The interpretation of gain increases while the implant was in the “ON” modality is still debated in the literature. Increased LSC HF VOR gain when the implants were ON suggests a direct effect of the electrical stimulation on vestibular receptors and vestibular nerve afferent neurons. This is consistent with recent studies on vestibular implants, suggesting that LSC HF VOR gain can be increased by electrodes stimulating the semicircular canals in adult patients with bilateral vestibular loss [22,23]. It is possible that the spread of excitation of electrodes in the basal turn of the cochlea, which is the nearest to the vestibule, may reach the vestibular labyrinth, thus eliciting an increase of LSC HF VOR gain, although the physiologic mechanism is still unknown. Contralateral LSC HF VOR gain modification explanation still remains controversial [1,10,24,25,26]. From a neurophysiological point of view, it is known that the vestibular type I cells of the ampullae present their own resting-rate frequency discharge (about 90 spikes/sec in monkeys, but it is uncertain in humans), and that vestibular stimulation works in a “push-pull” mode, so that ciliated cells of both sides are activated during every single-side stimulation depends on the frequency–amplitude–direction of head rotation [27,28,29]. In our study, we can assume that CI activation provokes a bilateral increase in the resting rate of ciliated cells thanks to various mechanisms, such as the push-pull mode of the vestibular HF stimulation and vestibular nuclei modulation. The final action of CI activation is a sensible and recordable ipsi- and contralateral increase of HF-VOR gain in the lateral semicircular canal. We are convinced that there are possibly other complex neuroplasticity mechanisms involved in the vestibular system during CI activation and further studies on greater numbers of patients are needed.
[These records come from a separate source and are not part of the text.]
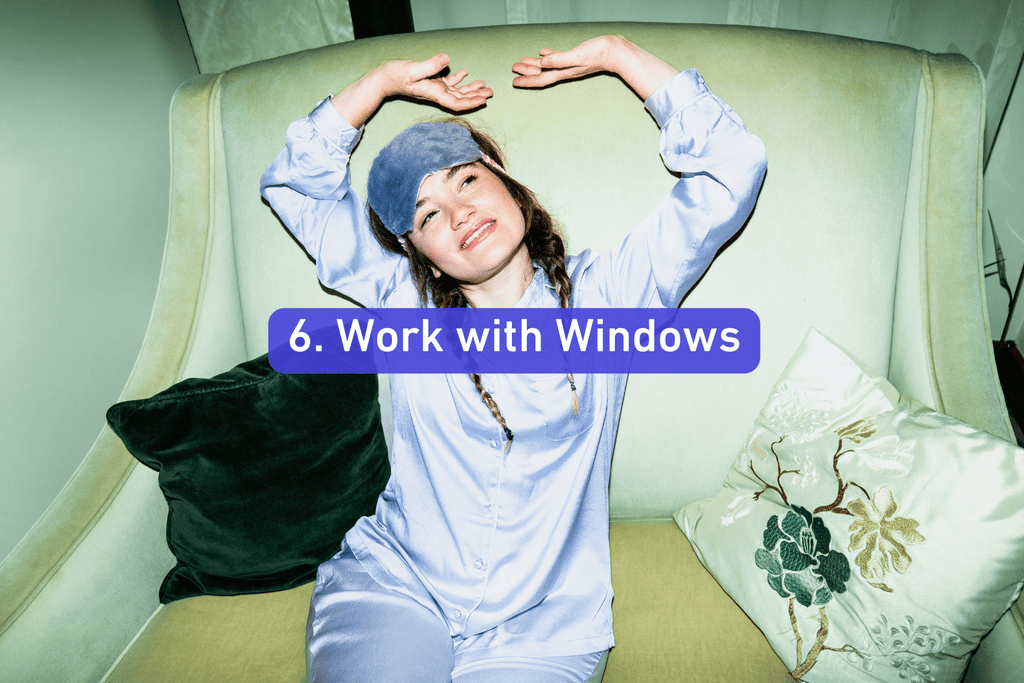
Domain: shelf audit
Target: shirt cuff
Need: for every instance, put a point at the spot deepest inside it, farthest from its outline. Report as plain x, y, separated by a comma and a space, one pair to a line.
676, 93
333, 127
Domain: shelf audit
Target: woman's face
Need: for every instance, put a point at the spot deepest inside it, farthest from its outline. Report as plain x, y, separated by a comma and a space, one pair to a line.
467, 224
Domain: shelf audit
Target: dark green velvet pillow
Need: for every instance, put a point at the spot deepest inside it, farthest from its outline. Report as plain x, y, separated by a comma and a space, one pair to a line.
263, 472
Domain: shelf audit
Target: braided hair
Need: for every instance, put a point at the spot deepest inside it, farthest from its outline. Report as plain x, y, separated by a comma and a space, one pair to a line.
544, 244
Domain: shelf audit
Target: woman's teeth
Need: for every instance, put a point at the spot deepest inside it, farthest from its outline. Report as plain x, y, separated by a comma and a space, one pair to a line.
476, 232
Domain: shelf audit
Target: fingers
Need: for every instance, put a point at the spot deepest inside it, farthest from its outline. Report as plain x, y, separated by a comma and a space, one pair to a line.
546, 78
428, 68
455, 78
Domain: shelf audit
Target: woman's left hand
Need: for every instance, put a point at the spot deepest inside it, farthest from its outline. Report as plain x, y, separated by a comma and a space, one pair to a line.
592, 56
642, 71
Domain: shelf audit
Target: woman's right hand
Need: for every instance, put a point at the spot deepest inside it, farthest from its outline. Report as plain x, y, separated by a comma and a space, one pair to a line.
417, 80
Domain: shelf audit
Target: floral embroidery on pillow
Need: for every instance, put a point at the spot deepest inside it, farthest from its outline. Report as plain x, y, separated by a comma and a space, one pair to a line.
803, 566
904, 648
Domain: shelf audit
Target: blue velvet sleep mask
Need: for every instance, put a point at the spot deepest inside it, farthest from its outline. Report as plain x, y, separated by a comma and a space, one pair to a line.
414, 154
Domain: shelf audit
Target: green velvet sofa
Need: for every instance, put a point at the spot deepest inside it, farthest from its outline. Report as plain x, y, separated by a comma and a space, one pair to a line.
866, 228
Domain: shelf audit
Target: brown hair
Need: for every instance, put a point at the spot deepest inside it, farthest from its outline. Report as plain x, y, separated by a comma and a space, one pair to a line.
544, 244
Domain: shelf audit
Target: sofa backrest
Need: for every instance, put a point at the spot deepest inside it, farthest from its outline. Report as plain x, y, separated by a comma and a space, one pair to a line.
871, 184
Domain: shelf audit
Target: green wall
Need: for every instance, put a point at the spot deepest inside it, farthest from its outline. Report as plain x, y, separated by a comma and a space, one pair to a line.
84, 176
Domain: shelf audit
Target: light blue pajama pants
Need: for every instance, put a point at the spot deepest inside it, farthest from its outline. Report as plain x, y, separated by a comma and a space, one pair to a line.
361, 632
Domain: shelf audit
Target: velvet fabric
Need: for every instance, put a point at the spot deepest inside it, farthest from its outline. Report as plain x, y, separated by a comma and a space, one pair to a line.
263, 472
400, 167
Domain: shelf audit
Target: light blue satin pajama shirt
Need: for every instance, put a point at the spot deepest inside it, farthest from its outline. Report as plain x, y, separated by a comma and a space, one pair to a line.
511, 551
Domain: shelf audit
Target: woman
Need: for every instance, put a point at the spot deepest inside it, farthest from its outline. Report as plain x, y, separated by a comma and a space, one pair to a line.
487, 561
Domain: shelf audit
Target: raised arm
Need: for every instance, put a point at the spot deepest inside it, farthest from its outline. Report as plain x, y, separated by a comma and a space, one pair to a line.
308, 183
721, 165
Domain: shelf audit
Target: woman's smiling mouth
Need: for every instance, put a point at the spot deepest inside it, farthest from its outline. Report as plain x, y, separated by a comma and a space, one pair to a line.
479, 233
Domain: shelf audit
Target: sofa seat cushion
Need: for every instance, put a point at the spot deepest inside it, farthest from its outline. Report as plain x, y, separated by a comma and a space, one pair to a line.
221, 639
673, 622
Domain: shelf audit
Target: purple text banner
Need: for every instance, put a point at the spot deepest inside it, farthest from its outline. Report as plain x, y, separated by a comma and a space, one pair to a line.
514, 340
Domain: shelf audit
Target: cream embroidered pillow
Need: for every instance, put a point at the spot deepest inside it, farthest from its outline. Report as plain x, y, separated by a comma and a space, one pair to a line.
868, 537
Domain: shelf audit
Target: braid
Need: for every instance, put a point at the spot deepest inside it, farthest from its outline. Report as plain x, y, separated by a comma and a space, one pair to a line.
492, 404
544, 244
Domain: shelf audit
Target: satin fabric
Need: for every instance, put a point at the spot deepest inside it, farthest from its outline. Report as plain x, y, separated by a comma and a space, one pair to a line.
512, 548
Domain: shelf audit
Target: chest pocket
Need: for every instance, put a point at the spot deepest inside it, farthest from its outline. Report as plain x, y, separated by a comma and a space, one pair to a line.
560, 421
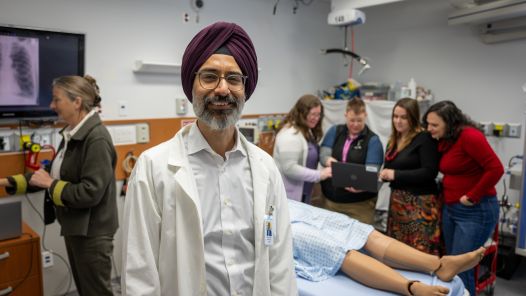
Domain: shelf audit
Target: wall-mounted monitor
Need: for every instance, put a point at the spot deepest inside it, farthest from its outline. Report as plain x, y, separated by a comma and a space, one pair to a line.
29, 61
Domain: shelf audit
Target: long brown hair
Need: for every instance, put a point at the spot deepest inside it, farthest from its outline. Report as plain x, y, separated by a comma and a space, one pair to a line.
297, 117
395, 142
454, 118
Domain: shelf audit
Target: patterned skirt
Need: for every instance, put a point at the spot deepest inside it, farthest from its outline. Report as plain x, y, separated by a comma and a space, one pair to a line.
415, 220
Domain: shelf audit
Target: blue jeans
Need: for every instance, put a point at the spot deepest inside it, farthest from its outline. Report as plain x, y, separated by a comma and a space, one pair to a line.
466, 228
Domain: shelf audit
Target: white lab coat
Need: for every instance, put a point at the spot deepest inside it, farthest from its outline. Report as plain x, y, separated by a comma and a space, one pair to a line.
290, 153
163, 251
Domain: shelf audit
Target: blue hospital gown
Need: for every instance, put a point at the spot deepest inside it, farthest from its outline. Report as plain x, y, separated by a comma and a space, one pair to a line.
322, 238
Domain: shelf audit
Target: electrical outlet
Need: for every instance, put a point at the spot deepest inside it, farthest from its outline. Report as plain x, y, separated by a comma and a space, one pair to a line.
143, 133
498, 129
123, 134
123, 108
487, 128
47, 259
5, 143
514, 130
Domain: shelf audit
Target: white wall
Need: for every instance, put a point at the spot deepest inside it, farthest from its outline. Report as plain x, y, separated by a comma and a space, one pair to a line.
412, 39
118, 32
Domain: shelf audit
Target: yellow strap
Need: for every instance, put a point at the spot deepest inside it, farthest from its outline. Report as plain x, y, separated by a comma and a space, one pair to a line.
21, 184
57, 192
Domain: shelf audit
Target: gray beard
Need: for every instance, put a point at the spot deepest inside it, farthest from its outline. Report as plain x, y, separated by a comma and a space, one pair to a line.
218, 119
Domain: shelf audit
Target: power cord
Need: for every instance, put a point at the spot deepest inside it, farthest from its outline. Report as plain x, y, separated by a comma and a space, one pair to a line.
70, 278
26, 276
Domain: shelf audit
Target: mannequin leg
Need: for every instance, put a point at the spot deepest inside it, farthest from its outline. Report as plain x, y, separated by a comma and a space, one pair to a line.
375, 274
400, 255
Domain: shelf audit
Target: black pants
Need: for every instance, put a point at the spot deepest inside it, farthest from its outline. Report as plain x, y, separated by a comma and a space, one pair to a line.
90, 260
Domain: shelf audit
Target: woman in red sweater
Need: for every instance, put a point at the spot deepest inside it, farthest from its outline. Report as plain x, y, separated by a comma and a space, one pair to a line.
471, 169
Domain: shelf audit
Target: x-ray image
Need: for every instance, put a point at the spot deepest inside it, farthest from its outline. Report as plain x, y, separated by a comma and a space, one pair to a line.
18, 71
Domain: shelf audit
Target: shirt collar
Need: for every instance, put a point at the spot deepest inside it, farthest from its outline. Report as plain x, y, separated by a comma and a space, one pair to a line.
197, 142
70, 132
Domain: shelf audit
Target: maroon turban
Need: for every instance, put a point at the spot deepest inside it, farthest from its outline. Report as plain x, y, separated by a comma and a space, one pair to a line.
211, 38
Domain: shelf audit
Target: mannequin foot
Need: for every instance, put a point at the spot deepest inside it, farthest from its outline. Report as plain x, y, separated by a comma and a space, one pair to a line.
454, 264
420, 289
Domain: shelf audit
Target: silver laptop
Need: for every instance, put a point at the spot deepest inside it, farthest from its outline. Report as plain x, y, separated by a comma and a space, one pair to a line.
10, 217
358, 176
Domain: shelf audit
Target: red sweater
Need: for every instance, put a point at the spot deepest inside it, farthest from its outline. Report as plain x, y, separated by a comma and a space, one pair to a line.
470, 167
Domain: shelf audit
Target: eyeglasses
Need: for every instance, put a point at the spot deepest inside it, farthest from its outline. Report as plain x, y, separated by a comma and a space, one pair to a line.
210, 80
313, 115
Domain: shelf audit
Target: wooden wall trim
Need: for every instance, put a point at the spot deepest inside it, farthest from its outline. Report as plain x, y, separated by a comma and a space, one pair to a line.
161, 130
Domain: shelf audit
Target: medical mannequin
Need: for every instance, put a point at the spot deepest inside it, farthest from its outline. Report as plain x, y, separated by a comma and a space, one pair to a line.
325, 242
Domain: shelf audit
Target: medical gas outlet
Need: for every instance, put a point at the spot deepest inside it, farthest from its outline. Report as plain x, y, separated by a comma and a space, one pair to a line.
509, 130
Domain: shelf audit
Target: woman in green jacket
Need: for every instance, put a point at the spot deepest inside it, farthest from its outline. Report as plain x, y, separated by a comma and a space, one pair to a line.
80, 184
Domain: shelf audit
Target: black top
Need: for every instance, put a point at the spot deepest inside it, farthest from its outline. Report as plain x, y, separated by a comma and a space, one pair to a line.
357, 154
416, 166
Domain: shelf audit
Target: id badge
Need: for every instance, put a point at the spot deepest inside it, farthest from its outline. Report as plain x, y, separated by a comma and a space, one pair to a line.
269, 230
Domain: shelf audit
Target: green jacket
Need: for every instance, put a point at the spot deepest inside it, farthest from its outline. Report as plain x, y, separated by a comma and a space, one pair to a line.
85, 196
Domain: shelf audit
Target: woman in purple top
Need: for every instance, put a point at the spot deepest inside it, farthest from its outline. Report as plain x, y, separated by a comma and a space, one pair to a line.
296, 151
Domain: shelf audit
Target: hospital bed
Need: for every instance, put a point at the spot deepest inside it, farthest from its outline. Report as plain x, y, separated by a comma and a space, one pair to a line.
341, 285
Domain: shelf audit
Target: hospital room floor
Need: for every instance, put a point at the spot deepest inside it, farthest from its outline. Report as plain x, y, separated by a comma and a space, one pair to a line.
513, 287
516, 285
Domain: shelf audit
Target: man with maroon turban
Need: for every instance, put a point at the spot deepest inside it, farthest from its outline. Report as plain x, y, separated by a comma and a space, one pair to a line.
206, 212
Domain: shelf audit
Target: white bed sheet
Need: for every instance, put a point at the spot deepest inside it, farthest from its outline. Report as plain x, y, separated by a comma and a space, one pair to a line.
341, 285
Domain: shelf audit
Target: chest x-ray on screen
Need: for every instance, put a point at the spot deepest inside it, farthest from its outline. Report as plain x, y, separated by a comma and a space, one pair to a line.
18, 71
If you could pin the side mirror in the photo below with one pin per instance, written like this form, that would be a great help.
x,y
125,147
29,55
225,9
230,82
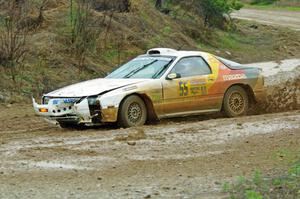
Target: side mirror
x,y
172,76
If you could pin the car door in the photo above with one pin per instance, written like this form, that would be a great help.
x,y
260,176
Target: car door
x,y
189,92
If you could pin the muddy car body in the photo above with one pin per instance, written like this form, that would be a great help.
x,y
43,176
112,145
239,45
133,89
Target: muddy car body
x,y
161,83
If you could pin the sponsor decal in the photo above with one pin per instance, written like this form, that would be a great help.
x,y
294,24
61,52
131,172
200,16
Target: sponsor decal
x,y
234,77
193,87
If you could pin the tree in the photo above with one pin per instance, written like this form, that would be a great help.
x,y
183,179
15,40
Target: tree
x,y
12,41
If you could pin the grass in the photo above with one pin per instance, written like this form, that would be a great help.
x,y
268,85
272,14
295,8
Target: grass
x,y
286,185
273,7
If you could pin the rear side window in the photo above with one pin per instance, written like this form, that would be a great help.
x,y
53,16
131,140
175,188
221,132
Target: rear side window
x,y
191,66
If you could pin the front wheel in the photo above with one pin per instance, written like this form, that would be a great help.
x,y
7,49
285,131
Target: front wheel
x,y
236,102
132,112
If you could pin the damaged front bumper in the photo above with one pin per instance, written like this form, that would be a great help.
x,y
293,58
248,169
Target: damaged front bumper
x,y
64,110
75,110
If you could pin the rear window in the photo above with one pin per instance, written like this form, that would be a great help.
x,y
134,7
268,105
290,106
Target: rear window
x,y
228,62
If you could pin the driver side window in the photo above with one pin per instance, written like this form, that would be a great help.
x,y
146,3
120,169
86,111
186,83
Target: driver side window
x,y
191,66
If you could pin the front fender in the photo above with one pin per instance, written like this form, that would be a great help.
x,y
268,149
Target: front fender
x,y
110,103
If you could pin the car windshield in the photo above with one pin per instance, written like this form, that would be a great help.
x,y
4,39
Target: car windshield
x,y
228,62
142,68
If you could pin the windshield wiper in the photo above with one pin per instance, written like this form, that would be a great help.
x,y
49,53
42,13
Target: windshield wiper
x,y
163,69
140,68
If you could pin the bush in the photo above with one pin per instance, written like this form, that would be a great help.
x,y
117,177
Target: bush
x,y
213,11
263,2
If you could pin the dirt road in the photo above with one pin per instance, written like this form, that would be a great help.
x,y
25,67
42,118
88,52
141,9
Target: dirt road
x,y
178,158
289,19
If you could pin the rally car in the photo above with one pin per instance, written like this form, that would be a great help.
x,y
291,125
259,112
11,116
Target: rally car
x,y
161,83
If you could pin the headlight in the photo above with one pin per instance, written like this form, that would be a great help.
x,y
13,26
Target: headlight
x,y
45,100
93,100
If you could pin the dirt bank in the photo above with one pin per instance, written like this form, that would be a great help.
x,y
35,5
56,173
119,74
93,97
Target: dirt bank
x,y
289,19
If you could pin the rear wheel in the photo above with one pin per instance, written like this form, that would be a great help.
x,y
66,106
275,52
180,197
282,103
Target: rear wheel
x,y
236,102
132,112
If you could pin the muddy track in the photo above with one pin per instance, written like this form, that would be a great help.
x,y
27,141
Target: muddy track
x,y
177,158
289,19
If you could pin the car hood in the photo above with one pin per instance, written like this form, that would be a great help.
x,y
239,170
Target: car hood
x,y
93,87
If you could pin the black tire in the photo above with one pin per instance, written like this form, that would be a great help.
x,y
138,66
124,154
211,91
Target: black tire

The most important limitation of our study is that the vHIT analysis of LSC function has not been compared with caloric testing since there is evidence that LSC HF VOR gain results abnormal only when vestibular deficit on caloric testing of the canal is higher than 40% [30]. It is likely that vestibular function could be better assessed with a test battery [31]. The decision to perform vHIT without comparison with caloric testing was based on validation of vHIT testing in children made by other investigators who also pointed out the unpleasant sensations often caused by caloric and rotational testing in children [4,5,6]. A second limitation is the cross-sectional nature of the analysis so that we cannot compare the pre-operative, postoperative, and long-term post-operative vestibular function in our CI group.

5. Conclusions

The potential balance impairment in children with sensorineural hearing loss undergoing uni- or bilateral CI is still under debate. The high plasticity of the central nervous system in children produces the prompt activation of functional and sensory substitution recovery strategies that prevent impairment of ordinary movements of daily life, such as walking, running, and playing. Our results on implanted children show no significant impairment of LSC HF VOR function compared to NH subjects in the long-term. This suggests that both unilateral and simultaneous bilateral CI are procedures that do not impair long-term HF LSC function when analyzed by vHIT. Further studies with longitudinal complete vestibular testing (calorics, saccular-utricular testing, and vertical canals vHIT) are required to substantiate our results.